Todo ello cuando el prófugo Puigdemont supedita los permisos de residencia al dominio del catalán como barrera étnica en la Europa sin fronteras. Luego de negar el derecho –como a la niña de Canet– a la enseñanza en español contra lo dispuesto por los tribunales en favor de los «santos inocentes» de estos herodes. Mediante la delación y persecución lingüísticas, imponen la adscripción obligada al nacionalismo si no quieren ser desplazados a la marginalidad y al desprestigio social.
En este brete y desamparo, a estos heladeros argentinos se les obliga a plegarse o a marcharse como hizo el pintor norteamericano de origen irlandés Sean Scully. Atraído por las luces de la cosmopolita Barcelona de 1992, cogió el portante harto de que «griten a nuestro hijo, o a nosotros, por no hablar en catalán». «No pudimos soportar esa mierda», aseveró estupefacto, tras subrayar que, en Irlanda, hay catalanes que se comunican en inglés sin que se les afee que no manejen el irlandés «al sobrentenderse que los países con lenguas propias son bilingües».

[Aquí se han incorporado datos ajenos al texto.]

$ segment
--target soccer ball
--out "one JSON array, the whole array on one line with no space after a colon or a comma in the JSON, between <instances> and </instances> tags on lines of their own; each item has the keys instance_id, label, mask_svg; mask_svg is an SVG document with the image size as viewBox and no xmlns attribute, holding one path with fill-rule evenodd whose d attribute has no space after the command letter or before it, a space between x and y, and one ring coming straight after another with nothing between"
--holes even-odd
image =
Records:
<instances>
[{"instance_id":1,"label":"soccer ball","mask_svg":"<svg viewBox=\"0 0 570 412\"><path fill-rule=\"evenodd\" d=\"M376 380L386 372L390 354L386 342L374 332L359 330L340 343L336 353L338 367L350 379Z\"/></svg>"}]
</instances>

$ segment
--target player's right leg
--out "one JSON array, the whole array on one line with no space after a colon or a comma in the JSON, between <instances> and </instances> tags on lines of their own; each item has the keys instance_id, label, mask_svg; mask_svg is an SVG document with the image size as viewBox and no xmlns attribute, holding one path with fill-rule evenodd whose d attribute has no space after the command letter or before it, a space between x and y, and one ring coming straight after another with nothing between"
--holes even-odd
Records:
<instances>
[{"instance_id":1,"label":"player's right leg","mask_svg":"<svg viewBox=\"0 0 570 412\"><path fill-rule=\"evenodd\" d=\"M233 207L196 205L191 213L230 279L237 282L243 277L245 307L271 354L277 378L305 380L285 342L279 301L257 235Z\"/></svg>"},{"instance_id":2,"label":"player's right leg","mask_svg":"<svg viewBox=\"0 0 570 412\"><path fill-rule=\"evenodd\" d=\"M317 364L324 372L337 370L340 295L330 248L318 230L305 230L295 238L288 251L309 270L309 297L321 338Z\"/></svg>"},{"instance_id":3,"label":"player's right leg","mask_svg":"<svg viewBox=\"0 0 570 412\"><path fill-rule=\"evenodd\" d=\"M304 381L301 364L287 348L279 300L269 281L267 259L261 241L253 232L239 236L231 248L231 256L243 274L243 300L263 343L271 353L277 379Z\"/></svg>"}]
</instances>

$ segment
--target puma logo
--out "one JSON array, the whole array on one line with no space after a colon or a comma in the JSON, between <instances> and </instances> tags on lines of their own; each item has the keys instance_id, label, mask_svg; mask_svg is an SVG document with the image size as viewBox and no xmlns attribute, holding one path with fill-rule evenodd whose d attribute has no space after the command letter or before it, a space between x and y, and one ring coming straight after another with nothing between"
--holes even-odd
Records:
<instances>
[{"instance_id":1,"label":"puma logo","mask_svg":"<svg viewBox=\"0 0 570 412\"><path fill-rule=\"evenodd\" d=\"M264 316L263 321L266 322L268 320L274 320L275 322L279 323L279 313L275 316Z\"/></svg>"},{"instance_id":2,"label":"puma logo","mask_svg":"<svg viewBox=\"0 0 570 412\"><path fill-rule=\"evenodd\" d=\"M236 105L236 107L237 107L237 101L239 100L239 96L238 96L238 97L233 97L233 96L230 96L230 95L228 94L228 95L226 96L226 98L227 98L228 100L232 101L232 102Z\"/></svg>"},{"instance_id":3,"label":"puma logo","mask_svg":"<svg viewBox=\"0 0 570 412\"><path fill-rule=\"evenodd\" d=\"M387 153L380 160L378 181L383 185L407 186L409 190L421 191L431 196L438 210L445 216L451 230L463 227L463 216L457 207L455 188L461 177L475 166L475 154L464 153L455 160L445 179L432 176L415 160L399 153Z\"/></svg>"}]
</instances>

Esa estrategia de linchamiento y depuración ya cosechó sus frutos podridos en el País Vasco, donde ETA perpetró más de 1.000 asesinatos y produjo el éxodo de 100.000 ciudadanos alterando el censo electoral y el devenir autonómico con estos delitos de lesa humanidad. Esa depuración étnica fraguó la actual hegemonía nacionalista al relegar a la irrelevancia a quienes más sufrieron el horror. Legalizada por Zapatero y blanqueada por Sánchez, ETA no necesita matar para mandar. Lejos de ser derrotada políticamente, dicta la suerte de España por medio de otro apartheid como el que hoy se oficia en Cataluña. Su frágil convivencia se derrite como un helado que no merece ser degustado por canallas que se arrogan un derecho de admisión que no les pertenece y cuya malignidad criminal quema la sangre de las personas de bien.